Мы сидим в подвале дирекции, греемся около костра и потрошим свои сухпайки. Нам немного страшно, мы нервничаем, ощущаем себя подвешенными в невесомости, временными. Здесь все временное: и тепло от костра, и завтрак, и тишина, и рассвет, и наши жизни. Через час-два мы пойдем вперед, и это будет долго, холодно и очень утомительно. Но все равно это будет лучше, чем неопределенность, в которой мы сейчас находимся. Когда начнется, все станет ясно, страх пропадет, будет лишь сильное нервное напряжение. Впрочем, оно у нас и сейчас очень велико. Так велико, что мозг не выдерживает, впадает в сонную апатию. Очень хочется спать, скорей бы уж начиналось, что ли…
Просыпаюсь от давящего на уши гула. Воздух трясется, как желе в тарелке, земля дрожит, дрожат стены, пол – всё. Солдаты стоят, прижавшись к стенам, выглядывают в окна. Спросонья не понимаю, в чем дело, вскакиваю, хватаю автомат: «Что, “чехи”? Обстрел?» Кто-то из парней оборачивается, что-то говорит. Говорит громко – я вижу, как напрягается его горло, выталкивая слова, но сплошной рев ватой обкладывает звуки, и я ничего не слышу, лишь читаю по губам: «Началось».
Началось… Сразу становится страшно. Оставаться в сумеречном подвале больше не могу, надо что-то делать, куда-то идти, только бы не сидеть на месте.
Выхожу на крыльцо. Рев усиливается так, что больно ушам. Пехота жмется к стенам, прячется за бэтээры. У всех на головах каски. На углу дома дирекции стоит начальство: комбат, люди из штаба полка, еще кто-то. Они привстают на мысках, вытягиваются, смотрят за угол, туда, где Грозный, где разрывы. Мне становится интересно, тоже хочу пойти посмотреть, что происходит, чего все прячутся-то, чего каски напялили? Спускаюсь по ступенькам, успеваю сделать с десяток шагов, как вдруг прямо мне под ноги шлепается здоровенный, с кулак величиной, осколок, шипит в луже, парит, остывая, переливается на солнце острыми даже на глаз, зазубренными краями с синей окалиной. Сразу вслед за ним по всему двору россыпью, как пшено, сыплются сотни мелких осколочков, подпрыгивают по замерзшей глине. Я прикрываю голову руками и бегу обратно в здание. Спотыкаюсь о порог, влетаю внутрь. Выходить на улицу уже нет никакого желания, и я иду вдоль подвала, туда, где в стене светлеет пролом.

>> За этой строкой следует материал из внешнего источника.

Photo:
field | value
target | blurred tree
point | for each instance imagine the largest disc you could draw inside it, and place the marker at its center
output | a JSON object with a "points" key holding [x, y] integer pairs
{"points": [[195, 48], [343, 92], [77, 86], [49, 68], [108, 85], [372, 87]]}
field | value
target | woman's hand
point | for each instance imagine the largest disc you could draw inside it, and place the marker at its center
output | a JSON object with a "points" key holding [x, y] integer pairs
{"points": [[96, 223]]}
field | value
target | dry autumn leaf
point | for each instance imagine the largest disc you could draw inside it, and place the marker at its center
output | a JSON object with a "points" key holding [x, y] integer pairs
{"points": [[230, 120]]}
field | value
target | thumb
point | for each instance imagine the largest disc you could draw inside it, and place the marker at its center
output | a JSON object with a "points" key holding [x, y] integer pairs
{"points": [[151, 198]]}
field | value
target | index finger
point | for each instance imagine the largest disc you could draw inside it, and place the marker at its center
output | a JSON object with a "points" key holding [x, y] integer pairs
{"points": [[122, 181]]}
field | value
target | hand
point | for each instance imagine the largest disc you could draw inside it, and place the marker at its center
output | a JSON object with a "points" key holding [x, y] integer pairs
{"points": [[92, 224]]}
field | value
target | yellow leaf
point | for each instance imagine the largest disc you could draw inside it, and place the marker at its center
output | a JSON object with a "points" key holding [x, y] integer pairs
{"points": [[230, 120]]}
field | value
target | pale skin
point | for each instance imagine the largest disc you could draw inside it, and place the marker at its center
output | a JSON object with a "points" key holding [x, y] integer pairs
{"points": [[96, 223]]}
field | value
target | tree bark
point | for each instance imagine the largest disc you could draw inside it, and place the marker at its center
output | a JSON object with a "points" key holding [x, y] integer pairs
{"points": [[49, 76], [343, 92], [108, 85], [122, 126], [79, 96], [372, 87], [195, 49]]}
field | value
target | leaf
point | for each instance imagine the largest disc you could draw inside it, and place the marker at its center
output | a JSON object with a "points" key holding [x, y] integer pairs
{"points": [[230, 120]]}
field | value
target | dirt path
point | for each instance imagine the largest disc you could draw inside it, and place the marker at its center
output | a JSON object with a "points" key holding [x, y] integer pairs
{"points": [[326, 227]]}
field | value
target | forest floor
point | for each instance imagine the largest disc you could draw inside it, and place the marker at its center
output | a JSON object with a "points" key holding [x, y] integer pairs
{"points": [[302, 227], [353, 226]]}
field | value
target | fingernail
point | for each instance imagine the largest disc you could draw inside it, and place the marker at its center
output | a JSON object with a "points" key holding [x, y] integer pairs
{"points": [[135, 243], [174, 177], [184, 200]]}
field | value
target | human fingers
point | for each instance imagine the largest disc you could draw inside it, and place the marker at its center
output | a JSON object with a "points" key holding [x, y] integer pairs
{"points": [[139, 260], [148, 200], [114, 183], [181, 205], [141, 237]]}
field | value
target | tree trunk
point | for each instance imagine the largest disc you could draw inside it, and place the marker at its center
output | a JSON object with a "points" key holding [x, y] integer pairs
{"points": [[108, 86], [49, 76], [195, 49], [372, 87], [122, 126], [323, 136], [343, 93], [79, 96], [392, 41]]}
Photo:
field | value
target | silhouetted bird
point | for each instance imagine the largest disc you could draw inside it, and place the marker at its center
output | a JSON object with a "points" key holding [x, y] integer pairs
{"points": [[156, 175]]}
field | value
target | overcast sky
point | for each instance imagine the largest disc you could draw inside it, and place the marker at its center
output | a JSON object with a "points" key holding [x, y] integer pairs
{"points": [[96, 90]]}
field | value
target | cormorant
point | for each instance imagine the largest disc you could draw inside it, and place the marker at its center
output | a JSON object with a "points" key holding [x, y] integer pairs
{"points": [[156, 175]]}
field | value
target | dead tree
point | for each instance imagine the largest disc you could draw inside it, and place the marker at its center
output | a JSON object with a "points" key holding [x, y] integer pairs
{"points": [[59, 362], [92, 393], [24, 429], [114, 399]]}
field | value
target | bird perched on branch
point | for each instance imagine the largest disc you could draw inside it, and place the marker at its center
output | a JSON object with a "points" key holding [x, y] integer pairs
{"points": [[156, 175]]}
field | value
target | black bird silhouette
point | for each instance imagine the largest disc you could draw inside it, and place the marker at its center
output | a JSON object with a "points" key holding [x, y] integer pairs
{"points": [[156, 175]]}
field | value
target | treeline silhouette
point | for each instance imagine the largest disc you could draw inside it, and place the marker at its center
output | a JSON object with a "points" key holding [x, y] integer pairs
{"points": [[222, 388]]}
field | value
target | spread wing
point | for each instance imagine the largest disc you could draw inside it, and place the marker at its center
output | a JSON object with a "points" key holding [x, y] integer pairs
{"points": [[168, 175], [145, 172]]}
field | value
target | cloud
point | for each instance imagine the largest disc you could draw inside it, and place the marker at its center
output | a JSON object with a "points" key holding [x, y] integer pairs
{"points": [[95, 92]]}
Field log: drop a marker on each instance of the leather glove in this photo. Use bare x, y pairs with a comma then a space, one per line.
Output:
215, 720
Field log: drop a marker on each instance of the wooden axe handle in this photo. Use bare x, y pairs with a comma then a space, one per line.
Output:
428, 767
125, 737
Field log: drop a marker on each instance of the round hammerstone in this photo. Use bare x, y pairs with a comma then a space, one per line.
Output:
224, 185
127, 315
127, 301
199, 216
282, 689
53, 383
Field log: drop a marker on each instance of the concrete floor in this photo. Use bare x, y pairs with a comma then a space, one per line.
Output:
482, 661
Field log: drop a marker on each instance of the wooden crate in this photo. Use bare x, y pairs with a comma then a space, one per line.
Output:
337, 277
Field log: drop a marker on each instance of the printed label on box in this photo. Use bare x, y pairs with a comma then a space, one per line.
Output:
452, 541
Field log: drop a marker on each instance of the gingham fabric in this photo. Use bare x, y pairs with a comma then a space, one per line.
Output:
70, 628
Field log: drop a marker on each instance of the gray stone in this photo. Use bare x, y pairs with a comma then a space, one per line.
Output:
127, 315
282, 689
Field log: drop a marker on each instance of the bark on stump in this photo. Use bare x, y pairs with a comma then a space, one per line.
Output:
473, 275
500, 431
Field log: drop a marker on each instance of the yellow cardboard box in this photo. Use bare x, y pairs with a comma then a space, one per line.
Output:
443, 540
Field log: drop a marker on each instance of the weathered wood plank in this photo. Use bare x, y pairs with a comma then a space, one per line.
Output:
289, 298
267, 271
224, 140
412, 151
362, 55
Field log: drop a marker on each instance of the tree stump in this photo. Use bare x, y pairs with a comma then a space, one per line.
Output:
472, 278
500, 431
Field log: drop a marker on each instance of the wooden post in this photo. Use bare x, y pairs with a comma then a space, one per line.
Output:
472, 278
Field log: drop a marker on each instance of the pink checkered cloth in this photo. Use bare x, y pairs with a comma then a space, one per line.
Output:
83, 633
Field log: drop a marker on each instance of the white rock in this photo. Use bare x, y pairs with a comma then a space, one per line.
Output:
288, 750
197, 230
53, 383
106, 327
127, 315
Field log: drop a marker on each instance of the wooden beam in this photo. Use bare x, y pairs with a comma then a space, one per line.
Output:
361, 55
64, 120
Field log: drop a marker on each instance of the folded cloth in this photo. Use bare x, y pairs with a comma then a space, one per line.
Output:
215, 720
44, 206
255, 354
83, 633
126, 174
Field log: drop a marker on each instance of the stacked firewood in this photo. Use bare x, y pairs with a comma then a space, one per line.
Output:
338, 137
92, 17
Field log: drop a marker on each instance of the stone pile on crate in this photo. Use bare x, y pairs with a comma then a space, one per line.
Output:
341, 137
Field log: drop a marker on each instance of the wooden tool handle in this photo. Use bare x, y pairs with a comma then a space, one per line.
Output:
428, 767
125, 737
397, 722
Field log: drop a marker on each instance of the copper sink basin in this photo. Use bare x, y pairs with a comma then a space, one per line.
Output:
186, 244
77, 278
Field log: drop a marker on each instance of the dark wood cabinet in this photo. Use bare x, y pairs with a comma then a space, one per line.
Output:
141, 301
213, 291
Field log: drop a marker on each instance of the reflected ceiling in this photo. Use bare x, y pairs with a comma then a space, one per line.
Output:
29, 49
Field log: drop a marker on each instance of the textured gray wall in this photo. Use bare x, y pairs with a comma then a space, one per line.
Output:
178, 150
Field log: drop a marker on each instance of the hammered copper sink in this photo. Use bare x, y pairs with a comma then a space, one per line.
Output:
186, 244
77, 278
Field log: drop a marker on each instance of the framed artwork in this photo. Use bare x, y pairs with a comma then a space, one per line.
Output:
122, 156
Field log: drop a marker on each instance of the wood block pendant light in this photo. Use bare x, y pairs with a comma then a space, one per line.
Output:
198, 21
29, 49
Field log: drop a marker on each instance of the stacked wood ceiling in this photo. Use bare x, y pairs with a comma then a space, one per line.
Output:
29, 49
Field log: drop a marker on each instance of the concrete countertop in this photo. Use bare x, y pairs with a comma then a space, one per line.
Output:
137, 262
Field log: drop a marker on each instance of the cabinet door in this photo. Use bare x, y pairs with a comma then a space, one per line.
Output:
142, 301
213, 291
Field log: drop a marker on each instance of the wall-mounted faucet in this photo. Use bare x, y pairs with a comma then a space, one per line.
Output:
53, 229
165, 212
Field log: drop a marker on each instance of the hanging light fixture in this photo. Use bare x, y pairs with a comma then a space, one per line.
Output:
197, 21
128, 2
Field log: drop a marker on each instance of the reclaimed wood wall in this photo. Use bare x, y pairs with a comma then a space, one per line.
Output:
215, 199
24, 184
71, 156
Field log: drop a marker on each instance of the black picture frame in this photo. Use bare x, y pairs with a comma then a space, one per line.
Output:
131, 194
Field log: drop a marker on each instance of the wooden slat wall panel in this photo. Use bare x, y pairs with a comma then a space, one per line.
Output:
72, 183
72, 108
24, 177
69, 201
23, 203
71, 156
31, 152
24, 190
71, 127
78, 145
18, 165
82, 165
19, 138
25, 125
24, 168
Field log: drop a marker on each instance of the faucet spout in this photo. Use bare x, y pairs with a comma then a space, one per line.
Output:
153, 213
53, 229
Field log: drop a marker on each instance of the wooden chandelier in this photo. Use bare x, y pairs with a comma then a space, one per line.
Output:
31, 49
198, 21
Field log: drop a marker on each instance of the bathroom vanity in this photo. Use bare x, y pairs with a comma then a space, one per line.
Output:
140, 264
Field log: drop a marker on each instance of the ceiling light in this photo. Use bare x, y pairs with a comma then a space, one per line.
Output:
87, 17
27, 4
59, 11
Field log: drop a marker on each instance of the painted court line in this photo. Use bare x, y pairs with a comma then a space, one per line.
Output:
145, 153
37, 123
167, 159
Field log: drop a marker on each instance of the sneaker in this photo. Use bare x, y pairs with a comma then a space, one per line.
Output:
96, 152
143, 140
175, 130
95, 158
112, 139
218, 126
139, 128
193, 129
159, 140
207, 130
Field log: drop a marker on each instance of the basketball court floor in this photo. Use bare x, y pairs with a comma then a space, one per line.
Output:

Около него тоже толпа, половина – внутри здания, половина – снаружи. Слышны возгласы: «Во-во, смотри, долбят! Блин, точно как! Откуда у них зэушки? Во, смотри, опять!» Осторожно выглядываю: солдаты стоят, задрав головы, смотрят в небо. Вижу знакомого взводного, подхожу к нему, спрашиваю, в чем дело. Тот показывает рукой в небо и, перекрикивая грохот, объясняет: «чехи» лупят из зенитных установок по сушкам, бомбящим город. И впрямь, около маленького самолетика, кувыркающегося в прозрачном небе, разбухают кучерявые облачка разрывов, сначала чуть выше и правее самолета, а потом все ближе, ближе. Самолет срывается в пике, уходит из-под обстрела, опять возвращается, отрабатывает по району НУРСами[26] и наконец улетает.